Os analistas financeiros tentam estabelecer padrões de comportamento com episódios anteriores, para ver como a tendência que virá poderá se desenvolver nos próximos meses e anos. E assim, no episódio atual, olhamos para o que aconteceu com a alta inflação dos anos 70 ou início dos anos 80; você pode ver o que aconteceu com a bolha pontocom; ou com a crise financeira de 2008.
Porém, o problema é que o jogo hoje é muito diferente do que aconteceu em todas e cada uma das ocasiões citadas (e em muitas outras).
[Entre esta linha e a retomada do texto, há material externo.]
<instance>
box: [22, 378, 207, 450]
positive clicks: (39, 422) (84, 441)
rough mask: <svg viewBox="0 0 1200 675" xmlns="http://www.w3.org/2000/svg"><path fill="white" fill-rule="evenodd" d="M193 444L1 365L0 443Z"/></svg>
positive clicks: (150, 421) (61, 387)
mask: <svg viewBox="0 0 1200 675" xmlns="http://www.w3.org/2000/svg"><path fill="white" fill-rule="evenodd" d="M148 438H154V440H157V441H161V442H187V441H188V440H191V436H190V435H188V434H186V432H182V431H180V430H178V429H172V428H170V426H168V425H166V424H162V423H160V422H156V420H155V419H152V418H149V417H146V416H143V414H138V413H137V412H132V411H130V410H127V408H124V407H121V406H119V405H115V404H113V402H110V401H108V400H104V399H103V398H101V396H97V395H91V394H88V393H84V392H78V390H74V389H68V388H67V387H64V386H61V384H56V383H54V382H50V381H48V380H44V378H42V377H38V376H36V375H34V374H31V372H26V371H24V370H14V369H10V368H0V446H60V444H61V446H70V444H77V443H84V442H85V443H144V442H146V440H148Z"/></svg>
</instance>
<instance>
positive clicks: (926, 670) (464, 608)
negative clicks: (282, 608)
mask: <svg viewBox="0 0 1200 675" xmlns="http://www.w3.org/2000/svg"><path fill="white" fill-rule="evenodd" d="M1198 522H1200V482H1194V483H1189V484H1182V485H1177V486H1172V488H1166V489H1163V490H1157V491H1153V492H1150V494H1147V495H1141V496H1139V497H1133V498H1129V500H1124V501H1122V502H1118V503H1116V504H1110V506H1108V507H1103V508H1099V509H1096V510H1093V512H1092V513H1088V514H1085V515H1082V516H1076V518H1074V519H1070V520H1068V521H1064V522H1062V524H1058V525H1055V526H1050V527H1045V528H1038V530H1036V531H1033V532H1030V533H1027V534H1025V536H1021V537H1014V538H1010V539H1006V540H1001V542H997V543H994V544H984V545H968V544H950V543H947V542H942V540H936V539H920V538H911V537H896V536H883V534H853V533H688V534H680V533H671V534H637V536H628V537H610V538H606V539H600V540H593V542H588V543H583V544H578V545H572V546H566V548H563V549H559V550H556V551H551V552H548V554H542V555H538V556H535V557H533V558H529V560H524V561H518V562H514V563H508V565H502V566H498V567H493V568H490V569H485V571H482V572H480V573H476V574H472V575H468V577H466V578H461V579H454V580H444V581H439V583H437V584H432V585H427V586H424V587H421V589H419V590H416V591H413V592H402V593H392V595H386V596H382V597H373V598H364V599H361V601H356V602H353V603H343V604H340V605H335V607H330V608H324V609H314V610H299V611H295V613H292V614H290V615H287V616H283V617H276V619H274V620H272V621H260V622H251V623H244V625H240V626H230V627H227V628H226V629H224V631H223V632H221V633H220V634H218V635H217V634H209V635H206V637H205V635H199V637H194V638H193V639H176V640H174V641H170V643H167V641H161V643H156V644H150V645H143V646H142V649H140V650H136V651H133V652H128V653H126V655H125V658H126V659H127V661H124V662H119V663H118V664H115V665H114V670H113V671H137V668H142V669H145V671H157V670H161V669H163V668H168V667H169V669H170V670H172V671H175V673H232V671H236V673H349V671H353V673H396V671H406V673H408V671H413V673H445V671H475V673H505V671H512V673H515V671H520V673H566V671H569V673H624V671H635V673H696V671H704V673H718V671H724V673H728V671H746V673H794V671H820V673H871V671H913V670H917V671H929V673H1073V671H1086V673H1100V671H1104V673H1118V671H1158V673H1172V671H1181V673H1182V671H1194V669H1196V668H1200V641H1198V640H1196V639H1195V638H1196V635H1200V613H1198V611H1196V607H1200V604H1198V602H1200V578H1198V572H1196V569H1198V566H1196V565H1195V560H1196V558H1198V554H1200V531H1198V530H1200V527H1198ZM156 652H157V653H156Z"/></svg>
É verdade que existem semelhanças em muitos aspectos, mas a diferença entre os períodos anteriores e os de hoje é abismal.
Para citar o mais notável: hoje temos um excesso de liquidez na economia global, que não estava presente nos períodos mencionados. Recordemos, por exemplo, que todas as políticas que desencadearam a flexibilização quantitativa –como o TARP e o ZIRP– começaram em 9 de Março de 2009.
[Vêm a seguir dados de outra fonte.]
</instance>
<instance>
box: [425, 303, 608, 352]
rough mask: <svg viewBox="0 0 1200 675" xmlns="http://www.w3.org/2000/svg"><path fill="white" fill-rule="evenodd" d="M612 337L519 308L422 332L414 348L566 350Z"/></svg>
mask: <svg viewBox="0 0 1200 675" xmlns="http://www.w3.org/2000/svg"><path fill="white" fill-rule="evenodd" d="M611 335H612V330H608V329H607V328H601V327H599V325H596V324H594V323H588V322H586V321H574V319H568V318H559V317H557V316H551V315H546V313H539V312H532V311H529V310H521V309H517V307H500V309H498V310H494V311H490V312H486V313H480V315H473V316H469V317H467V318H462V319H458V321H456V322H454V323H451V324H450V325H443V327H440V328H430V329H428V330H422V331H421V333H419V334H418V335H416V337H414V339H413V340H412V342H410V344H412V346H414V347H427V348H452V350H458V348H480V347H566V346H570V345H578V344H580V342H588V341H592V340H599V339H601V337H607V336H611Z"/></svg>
Hoje estamos em um cenário que ninguém navegou antes. Não sabemos quando termina ou quais são as regras para isso. A liquidez hoje é fornecida pelo governo federal, com base numa dívida crescente, que já se aproxima dos 35 bilhões de dólares, e que cria novos desafios aos analistas: como é que o custo crescente do serviço da dívida impactará a economia dos EUA e a economia global?
Nos próximos meses, o pagamento de juros será a maior fatura do Tesouro dos EUA, ultrapassando as despesas médicas e duplicando os gastos com defesa. E, neste momento, nem os de dentro nem os de fora sabem como esta situação vai ser tratada ou como o governo federal planeia ajustar as finanças.
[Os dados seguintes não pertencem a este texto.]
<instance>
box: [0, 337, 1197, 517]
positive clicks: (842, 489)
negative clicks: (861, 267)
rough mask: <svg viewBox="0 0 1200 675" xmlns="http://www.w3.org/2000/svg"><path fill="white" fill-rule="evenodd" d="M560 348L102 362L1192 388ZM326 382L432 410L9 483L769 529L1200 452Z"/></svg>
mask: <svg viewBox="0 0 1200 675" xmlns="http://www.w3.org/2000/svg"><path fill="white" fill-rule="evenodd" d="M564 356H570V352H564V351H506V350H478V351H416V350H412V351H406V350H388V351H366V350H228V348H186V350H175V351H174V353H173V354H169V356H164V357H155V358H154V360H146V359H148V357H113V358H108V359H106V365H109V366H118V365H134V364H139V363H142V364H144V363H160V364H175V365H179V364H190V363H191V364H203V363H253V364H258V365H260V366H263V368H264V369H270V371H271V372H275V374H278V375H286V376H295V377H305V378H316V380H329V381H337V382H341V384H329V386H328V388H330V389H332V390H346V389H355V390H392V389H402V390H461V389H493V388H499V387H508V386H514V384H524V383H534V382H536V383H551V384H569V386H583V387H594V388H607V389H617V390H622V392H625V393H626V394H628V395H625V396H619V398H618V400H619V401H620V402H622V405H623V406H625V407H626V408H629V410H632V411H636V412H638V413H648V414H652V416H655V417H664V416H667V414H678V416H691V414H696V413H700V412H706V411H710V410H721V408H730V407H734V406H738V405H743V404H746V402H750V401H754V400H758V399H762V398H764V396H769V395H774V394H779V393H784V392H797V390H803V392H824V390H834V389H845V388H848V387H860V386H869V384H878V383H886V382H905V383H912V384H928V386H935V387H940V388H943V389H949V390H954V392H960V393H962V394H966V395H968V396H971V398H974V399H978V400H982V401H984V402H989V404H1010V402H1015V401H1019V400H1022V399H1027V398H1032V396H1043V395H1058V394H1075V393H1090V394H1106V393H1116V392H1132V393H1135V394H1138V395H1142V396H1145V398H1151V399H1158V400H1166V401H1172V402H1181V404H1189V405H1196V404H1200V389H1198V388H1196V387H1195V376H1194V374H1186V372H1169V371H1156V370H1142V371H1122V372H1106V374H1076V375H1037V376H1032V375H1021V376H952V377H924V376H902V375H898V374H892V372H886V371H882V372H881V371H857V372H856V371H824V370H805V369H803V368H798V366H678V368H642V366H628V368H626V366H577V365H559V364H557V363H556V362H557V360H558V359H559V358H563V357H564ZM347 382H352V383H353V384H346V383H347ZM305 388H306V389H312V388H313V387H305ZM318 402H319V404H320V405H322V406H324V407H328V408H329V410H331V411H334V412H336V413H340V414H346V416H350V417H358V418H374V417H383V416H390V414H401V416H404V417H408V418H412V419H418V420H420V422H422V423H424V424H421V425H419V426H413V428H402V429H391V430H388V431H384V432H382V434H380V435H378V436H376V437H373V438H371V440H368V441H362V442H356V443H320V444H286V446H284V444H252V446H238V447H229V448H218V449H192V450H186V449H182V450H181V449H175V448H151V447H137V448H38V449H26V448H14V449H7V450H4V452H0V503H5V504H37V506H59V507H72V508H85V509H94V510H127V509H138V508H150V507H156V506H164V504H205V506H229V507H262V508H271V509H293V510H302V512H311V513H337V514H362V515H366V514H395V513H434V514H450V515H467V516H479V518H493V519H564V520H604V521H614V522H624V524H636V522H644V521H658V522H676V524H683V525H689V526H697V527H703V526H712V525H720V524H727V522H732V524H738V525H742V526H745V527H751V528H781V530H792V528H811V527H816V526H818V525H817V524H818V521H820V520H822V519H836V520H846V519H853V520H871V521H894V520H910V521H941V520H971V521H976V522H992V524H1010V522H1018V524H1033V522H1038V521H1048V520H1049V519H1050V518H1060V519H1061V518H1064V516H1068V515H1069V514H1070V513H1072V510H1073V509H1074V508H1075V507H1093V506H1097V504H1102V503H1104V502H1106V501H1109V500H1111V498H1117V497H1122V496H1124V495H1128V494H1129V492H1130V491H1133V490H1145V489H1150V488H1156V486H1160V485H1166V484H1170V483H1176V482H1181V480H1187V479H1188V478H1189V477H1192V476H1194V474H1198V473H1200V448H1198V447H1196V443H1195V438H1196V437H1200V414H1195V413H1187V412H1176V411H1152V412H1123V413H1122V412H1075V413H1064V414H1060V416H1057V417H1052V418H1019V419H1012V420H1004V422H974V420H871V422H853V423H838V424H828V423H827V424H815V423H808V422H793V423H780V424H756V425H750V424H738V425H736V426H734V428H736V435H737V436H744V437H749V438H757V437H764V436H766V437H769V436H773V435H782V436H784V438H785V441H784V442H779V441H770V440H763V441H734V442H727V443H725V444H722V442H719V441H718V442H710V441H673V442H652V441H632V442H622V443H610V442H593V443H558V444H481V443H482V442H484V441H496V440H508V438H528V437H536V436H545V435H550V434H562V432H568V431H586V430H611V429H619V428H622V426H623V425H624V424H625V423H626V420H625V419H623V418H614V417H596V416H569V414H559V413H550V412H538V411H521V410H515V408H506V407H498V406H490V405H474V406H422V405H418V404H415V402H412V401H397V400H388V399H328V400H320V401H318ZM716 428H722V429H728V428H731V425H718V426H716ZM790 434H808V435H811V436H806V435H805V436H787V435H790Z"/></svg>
Em tempos anteriores, um cenário como o descrito acima teria levado a uma perturbação dos mercados financeiros, mas não o vimos nesta ocasião. De fato, as bolsas continuam a subir, marcando máximos históricos e sem sinais de cansaço extremo, como a economia começa a alertar.
Quando comecei no mundo dos investimentos, uma das lições que meus mentores me deram foi: as ações antecipam o que está acontecendo na economia, porque as empresas primeiro sentem o que está acontecendo, positiva ou negativamente. Isto é, os mercados bolsistas “sabem” muito mais cedo quais são os dados do PIB, por exemplo, uma vez que os experimentam em tempo real, por assim dizer.
Mas em 2024, essa alta das ações não se reflete nos mercados. A economia já dá sinais de fadiga, com indicadores de criação de massa salarial diminuindo (as revisões dos meses anteriores começam a ser preocupantemente baixas), empregos disponíveis em queda, estoques imobiliários em alta, dívidas não pagas disparando e índices industriais caindo, para citar apenas alguns indicadores que sugerem que a economia não está indo bem o suficiente. Pelo menos, não o suficiente para justificar a contínua valorização dos mercados de ações.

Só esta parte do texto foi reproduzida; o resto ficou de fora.